If this is for your Crown Vic or Mustang, FORDs seem to not have a lot of oxygen sensor failures. The originals are rated for 100K miles, and should be good for longer.
I changed my upstream sensors at about 160K miles, and it made no difference.....motor ran great before and after, no change in fuel economy.
Usually oxygen sensor codes are for something else that is causing the code.....lean codes most commonly being caused by a vaccum leak (air leaking into the intake that the MAF does not get to measure).
Having said this....having BOTH sensors fail at the same time is even less likely.
I would clean the MAF, clear the codes, and see what happens.
On my FORD, it took longer than mentioned to drain the charge when discharging the electrical system.
What I have done is to have the headlights turned ON when I disconnect the battery terminal......5 minutes later, reconnect.

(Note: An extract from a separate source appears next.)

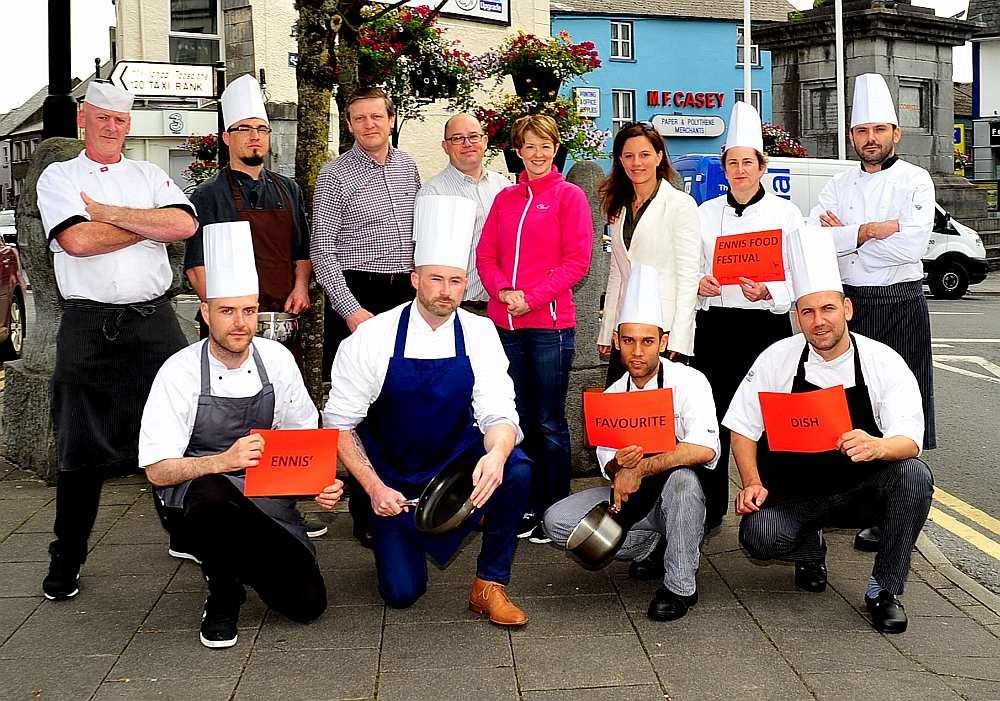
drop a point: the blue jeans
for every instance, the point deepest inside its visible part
(540, 360)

HOWEVER, if you have a code reader, many of those have a function to clear the codes, and I would do that if yours does.
In the UNLIKELY event that you need to replace the oxygen sensors, I would buy the Motorcraft brand.
I also like to replace both of the upstream sensors together so that you have better matched switching charactoristics between the 2.
I have read that the switching speed slows down as they age, which is why I changed mine, but it was not needed.
The computer monitors the switching speed, and if they get too slow, it will light the CEL and set a code that specifically states that the switching speed is too slow.
Downstream is not so important as they switch slower due to the monitoring that they are doing (and only serve to tell the computer that the catalytic converters are working).